Middle East turmoil dents UK house prices as Halifax reports 0.5% dip

UK property prices recorded their first monthly fall of the year in March, with a 0.5% drop halting the early 2026 momentum in the housing market. The average house price slipped from £301,151 in February to £299,677, according to the latest data from Halifax.
The lender attributed the reversal directly to heightened geopolitical instability, specifically the conflict between the US and Iran. Amanda Bryden, head of mortgages at Halifax, said the slowdown “reflects the wide uncertainty regarding the conflict in the Middle East,” which has altered the financial landscape for prospective buyers.
From global conflict to local mortgages
The chain reaction from battlefield to front door is rooted in commodity markets. The effective closure of the Strait of Hormuz since the war began in February led to surges in the price of oil, gas, and fertiliser. This, according to Halifax, stoked fears that inflation could accelerate again, which in turn pushed up market expectations for future interest rates.
These revised expectations fed directly into mortgage pricing. “Concerns about higher energy prices have pushed up inflation expectations, which in turn led to a rise in mortgage rates,” explained Bryden. This dynamic reduced confidence that the Bank of England would cut interest rates this year, dampening buyer sentiment and spending power.
Karen Noye, a mortgage expert at wealth management firm Quilter, emphasised that the March data is a critical early indicator. “March is the first full month in which the conflict in Iran fed through into UK mortgage pricing,” she said, making this “an important early test of how higher borrowing costs are starting to affect the housing market.”

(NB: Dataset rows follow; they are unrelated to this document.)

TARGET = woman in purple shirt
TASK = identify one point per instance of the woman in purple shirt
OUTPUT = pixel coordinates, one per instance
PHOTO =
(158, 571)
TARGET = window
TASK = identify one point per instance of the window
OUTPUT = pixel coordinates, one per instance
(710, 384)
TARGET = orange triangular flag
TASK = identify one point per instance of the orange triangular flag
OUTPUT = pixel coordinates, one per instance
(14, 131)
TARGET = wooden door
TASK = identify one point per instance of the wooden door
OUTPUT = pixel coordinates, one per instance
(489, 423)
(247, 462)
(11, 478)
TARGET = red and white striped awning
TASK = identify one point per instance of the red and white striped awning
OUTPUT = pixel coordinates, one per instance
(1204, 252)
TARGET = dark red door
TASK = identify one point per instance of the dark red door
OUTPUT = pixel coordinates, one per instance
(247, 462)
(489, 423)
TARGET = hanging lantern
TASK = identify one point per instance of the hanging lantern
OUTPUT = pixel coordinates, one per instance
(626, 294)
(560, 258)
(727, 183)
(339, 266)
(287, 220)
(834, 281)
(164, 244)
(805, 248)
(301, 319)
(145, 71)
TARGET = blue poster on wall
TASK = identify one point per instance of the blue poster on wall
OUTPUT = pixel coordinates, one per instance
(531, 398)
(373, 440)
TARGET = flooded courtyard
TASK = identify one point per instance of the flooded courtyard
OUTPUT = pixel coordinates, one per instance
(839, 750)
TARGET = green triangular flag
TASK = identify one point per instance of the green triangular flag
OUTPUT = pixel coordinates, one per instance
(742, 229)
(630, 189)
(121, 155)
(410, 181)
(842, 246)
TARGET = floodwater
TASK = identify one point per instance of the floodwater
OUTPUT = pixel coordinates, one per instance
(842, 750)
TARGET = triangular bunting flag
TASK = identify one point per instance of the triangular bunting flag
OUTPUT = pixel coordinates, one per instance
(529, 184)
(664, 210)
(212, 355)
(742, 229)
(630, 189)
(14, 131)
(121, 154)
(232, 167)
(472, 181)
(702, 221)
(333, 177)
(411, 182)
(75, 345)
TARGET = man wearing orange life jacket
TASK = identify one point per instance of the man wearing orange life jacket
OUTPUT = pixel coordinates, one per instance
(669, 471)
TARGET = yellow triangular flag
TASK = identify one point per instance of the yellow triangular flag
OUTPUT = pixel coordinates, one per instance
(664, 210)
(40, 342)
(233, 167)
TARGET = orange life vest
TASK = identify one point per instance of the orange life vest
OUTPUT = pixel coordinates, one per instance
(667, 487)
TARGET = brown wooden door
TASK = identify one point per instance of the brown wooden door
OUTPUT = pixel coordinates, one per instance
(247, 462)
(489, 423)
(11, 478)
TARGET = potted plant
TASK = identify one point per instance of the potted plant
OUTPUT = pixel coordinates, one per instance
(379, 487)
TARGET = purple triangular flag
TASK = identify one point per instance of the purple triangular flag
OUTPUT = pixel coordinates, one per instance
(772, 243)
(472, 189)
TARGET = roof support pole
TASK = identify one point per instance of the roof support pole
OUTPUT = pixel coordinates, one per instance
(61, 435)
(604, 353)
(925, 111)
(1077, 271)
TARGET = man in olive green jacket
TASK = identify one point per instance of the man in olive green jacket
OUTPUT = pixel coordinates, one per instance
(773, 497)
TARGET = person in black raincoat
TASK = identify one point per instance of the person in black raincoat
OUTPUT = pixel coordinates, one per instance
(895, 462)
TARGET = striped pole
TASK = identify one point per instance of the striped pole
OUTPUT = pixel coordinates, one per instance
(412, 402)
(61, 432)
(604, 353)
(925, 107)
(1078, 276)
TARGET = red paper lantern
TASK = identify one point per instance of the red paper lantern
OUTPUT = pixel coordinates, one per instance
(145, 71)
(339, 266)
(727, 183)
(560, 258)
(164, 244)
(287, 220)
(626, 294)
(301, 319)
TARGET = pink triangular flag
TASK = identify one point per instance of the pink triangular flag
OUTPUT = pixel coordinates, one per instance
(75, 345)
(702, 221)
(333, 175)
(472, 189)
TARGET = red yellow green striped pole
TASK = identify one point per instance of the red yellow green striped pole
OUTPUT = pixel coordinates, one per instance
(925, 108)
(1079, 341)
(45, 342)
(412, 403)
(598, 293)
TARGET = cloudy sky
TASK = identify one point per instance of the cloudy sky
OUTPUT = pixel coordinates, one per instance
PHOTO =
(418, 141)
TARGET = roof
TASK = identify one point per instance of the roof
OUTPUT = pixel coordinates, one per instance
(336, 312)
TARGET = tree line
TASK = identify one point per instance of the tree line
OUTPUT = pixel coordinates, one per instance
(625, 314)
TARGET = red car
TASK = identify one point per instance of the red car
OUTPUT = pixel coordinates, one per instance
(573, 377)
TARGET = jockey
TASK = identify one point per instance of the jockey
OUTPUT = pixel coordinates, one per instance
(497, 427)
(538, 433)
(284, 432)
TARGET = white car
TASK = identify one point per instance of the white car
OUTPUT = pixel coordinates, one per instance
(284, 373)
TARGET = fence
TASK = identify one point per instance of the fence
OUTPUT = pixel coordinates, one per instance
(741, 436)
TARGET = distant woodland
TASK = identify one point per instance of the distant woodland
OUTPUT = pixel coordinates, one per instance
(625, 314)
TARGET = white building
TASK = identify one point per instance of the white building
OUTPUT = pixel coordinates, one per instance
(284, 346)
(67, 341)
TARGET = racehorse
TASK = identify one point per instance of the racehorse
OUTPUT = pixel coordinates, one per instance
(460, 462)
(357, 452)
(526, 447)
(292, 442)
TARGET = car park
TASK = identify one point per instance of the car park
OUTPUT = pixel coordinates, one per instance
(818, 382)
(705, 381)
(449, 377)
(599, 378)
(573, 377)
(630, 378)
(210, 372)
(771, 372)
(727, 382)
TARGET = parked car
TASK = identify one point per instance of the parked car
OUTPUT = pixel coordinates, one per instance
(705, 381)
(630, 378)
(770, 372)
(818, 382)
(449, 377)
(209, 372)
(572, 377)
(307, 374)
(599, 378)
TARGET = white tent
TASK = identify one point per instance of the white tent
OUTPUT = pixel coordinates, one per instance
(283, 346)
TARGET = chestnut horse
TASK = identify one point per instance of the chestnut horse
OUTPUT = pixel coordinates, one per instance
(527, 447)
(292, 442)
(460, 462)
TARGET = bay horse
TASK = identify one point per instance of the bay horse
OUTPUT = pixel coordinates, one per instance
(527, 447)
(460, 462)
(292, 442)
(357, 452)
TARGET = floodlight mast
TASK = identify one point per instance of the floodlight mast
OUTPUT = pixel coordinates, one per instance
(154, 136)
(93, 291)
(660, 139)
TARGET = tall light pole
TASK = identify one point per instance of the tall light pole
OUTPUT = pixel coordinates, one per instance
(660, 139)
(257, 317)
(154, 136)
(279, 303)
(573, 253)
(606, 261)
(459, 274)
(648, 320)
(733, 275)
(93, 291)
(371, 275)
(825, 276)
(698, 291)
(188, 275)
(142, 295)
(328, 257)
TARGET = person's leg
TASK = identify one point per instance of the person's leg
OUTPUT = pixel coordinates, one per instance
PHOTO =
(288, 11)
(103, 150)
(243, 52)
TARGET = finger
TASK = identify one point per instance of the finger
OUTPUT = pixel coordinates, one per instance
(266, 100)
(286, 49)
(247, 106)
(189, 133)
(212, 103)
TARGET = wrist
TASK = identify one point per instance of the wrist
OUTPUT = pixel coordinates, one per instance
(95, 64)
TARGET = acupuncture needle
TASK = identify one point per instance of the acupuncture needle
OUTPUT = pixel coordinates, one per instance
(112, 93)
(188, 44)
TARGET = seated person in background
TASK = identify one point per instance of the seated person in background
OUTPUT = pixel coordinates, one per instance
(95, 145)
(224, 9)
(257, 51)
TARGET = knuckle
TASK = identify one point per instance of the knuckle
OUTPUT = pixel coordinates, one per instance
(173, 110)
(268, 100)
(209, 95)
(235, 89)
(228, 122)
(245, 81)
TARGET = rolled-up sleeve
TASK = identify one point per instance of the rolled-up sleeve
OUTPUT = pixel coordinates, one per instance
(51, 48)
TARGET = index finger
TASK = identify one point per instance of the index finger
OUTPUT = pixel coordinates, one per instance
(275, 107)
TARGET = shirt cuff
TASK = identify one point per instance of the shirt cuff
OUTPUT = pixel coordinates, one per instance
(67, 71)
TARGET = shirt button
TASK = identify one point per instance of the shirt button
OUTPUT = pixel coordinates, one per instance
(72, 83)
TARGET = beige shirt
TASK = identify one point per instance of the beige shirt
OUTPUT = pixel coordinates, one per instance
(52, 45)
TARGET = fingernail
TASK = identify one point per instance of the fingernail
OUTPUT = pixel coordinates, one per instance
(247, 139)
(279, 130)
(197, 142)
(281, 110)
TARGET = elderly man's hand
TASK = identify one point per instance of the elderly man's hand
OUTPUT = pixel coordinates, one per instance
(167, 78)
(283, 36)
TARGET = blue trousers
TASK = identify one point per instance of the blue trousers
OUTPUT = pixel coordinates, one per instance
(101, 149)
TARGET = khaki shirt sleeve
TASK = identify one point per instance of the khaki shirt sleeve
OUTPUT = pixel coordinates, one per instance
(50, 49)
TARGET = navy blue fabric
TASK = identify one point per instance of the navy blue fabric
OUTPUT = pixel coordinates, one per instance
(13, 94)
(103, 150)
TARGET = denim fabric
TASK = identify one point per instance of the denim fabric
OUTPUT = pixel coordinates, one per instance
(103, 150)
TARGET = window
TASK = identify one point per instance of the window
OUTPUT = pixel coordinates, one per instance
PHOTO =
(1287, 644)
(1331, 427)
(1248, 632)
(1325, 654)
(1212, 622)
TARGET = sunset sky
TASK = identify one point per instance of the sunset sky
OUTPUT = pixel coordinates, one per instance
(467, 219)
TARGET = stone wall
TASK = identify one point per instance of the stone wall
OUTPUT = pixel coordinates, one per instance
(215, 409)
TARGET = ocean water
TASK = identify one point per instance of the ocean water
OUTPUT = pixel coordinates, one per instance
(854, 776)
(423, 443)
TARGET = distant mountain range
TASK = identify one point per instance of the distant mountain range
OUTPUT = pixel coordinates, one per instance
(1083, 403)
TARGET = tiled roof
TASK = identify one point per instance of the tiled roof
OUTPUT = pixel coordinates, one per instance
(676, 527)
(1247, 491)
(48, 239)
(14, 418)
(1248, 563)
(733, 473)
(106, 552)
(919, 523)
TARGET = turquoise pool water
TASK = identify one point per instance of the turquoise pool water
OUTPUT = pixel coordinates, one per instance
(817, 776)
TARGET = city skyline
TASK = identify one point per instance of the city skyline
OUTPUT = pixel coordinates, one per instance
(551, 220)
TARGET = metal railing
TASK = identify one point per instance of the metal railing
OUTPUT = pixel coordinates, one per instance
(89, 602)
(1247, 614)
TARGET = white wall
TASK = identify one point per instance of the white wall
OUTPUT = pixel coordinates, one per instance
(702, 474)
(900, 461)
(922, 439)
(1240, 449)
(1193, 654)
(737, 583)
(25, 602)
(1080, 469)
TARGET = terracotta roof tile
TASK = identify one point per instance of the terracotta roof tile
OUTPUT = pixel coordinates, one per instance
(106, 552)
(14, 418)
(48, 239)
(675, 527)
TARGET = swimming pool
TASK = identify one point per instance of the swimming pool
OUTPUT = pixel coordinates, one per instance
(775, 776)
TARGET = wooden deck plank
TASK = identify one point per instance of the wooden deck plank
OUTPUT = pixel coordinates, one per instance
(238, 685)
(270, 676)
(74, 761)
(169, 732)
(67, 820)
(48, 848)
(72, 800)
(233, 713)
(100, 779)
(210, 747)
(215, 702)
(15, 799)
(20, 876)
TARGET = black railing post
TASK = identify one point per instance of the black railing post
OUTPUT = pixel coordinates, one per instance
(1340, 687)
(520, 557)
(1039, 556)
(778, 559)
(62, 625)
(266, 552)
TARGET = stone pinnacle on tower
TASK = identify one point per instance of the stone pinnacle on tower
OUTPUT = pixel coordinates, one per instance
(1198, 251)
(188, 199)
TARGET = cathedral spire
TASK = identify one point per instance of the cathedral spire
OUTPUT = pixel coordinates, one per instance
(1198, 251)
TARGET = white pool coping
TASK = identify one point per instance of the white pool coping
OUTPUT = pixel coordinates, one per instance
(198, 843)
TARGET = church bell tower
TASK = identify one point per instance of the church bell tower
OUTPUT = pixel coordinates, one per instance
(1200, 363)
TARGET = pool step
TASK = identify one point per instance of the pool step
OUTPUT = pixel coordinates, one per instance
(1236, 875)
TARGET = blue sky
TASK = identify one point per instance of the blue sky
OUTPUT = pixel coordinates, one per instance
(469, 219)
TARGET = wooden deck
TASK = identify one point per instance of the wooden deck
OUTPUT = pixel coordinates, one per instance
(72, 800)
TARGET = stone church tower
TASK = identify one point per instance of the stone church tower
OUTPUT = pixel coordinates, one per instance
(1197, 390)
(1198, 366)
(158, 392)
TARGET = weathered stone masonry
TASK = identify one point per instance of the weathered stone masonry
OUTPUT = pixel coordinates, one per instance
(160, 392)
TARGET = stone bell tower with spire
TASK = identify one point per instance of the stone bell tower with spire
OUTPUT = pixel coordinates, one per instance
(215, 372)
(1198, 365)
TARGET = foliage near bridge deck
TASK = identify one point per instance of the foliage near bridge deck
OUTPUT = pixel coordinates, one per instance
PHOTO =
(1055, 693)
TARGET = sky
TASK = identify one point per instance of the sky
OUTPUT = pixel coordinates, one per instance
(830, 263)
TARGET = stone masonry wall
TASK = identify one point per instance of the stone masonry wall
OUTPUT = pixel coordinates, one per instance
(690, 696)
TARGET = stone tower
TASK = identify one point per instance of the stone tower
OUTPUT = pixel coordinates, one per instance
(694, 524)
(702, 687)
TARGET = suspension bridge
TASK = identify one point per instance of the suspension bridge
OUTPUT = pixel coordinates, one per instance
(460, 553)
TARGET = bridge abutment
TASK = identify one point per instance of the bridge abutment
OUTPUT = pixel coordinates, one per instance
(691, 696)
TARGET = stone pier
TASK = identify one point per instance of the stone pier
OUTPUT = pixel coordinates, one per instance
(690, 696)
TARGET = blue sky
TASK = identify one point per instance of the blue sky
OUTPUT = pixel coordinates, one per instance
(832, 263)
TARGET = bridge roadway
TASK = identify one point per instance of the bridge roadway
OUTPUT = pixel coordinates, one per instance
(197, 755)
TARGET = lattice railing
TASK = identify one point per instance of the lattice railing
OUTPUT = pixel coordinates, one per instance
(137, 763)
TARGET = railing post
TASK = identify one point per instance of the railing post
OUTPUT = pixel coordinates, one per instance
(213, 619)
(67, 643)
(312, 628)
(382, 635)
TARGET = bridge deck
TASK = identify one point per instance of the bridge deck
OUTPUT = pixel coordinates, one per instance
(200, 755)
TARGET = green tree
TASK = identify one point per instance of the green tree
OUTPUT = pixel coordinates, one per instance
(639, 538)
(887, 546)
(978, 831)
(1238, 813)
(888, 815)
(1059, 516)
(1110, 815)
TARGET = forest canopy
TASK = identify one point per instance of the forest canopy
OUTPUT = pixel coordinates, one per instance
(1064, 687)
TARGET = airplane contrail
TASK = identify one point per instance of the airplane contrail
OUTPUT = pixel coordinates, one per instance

A divided market: North rises as South falls
The slowdown was not felt evenly across the country, with a clear north-south divide evident in the annual figures. The pace of annual house price growth decelerated from 1.2% in February to 0.8% in March, masking stark regional contrasts.
The South East of England, where average values are highest, recorded an annual fall of 1.9%, taking the average price to £383,573. London prices fell by 1.2% over the year to £536,751. The East Midlands and South West also saw modest annual declines of 0.6%.
In contrast, northern regions and the devolved nations showed robust growth, buoyed by more affordable prices. Northern Ireland continued to lead the UK, with house prices surging 8.7% annually to an average of £224,809. Scotland saw a 4.4% increase (£222,716), while the North East of England recorded a 5% rise (£184,119) and the North West grew by 3.1% (£247,442). Wales and the West Midlands also posted annual growth of 1.6% and 1.7% respectively.
Mortgage outlook hinges on fragile ceasefire
The immediate future for mortgage rates and housing activity remains tightly bound to events in the Middle East. A two-week conditional ceasefire agreed between the US and Iran on 7 April prompted a plunge in oil prices and a rise in stocks, offering a glimpse of potential stability.
Adam French, head of consumer finance at data firm Moneyfactscompare, said that easing tensions would push down expectations for future interest rate rises, taking “immediate upward pressure off mortgage rates”. However, he cautioned that rates “are likely to remain higher for some time yet”.
French pointed to ongoing market volatility as a key constraint. “The volatility of the conflict can quickly move markets, which may leave many lenders cautious about making any sudden moves,” he noted. While a sustained ceasefire could allow the mortgage market to stabilise and rates to edge lower, the prevailing expectation is for a pause or slowdown in increases rather than any sharp decline in borrowing costs. The lingering impact of the Strait of Hormuz closure on energy prices is also likely to influence the housing market for months to come.